Fox’s Book of Martyrs is in the public domain and may be freely used and distributed.
General Persecutions in Germany Part 3
Many were murdered at Halle; Middleburg was taken by storm all the Protestants were put to the sword, and great numbers were burned at Vienna.
An officer being sent to put a minister to death, pretended, when he came to the clergyman’s house, that his intentions were only to pay him a visit. The minister, not suspecting the intended cruelty, entertained his supposed guest in a very cordial manner. As soon as dinner was over, the officer said to some of his attendants, “Take this clergyman, and hang him.” The attendants themselves were so shocked after the civility they had seen, that they hesitated to perform the commands of their master; and the minister said, “Think what a sting will remain on your conscience, for thus violating the laws of hospitality.” The officer, however, insisted upon being obeyed, and the attendants, with reluctance, performed the execrable office of executioners.
Peter Spengler, a pious divine, of the town of Schalet, was thrown into the river and drowned. Before he was taken to the banks of the stream which was to become his grave, they led him to the marketplace that his crimes might be proclaimed; which were, not going to Mass, not making confession, and not believing in transubstantiation. After this ceremony was over, he made a most excellent discourse to the people and concluded with a kind hymn, of a very edifying nature.
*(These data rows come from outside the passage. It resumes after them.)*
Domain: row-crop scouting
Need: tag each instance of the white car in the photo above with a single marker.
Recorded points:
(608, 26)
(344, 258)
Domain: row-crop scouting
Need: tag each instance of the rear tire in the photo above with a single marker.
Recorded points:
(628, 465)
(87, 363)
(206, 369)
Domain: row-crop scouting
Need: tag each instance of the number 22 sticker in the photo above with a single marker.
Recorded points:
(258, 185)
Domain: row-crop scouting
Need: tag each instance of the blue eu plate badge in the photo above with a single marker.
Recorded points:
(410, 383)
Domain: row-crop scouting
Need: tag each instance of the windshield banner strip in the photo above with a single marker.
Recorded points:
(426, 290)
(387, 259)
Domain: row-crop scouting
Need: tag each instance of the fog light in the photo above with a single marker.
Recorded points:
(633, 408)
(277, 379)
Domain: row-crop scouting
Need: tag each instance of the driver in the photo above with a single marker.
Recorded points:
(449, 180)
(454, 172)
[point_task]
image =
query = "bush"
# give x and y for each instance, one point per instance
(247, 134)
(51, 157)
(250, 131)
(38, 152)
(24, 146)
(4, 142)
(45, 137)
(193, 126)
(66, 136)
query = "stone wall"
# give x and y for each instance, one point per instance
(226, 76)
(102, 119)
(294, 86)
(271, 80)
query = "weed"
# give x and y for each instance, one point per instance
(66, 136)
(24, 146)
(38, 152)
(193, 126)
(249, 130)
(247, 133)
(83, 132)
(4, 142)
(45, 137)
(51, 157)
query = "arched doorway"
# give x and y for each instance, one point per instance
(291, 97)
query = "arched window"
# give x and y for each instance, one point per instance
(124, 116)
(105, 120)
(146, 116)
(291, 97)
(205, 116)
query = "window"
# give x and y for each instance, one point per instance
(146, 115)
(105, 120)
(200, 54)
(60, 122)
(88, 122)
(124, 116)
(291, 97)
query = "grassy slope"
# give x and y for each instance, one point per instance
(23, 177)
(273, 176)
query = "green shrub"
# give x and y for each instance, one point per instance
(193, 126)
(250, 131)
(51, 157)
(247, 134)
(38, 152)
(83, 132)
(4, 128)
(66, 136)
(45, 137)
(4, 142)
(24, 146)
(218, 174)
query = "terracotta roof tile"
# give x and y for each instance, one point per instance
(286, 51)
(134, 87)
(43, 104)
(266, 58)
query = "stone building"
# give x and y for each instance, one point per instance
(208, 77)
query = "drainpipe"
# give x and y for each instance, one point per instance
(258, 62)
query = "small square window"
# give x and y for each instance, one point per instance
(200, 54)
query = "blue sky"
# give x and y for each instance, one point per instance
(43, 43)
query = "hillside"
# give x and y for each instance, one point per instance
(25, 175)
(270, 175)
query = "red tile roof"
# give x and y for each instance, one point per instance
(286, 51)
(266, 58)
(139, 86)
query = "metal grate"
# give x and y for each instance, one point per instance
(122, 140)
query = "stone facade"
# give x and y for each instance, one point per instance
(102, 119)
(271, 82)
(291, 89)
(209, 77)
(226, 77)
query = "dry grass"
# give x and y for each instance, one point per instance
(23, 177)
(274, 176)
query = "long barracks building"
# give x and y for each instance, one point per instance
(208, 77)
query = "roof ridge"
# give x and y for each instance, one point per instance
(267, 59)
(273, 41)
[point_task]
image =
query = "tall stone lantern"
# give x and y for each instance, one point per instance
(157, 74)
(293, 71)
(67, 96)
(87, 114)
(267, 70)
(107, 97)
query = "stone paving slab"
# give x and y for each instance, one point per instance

A Protestant gentleman being ordered to lose his head for not renouncing his religion went cheerfully to the place of execution. A friar came to him, and said these words in a low tone of voice, “As you have a great reluctance publicly to abjure your faith, whisper your confession in my ear, and I will absolve your sins.” To this, the gentleman loudly replied, “Trouble me not, friar, I have confessed my sins to God, and obtained absolution through the merits of Jesus Christ.” Then turning to the executioner, he said, “Let me not be pestered with these men, but perform your duty,” on which his head was struck off at a single blow.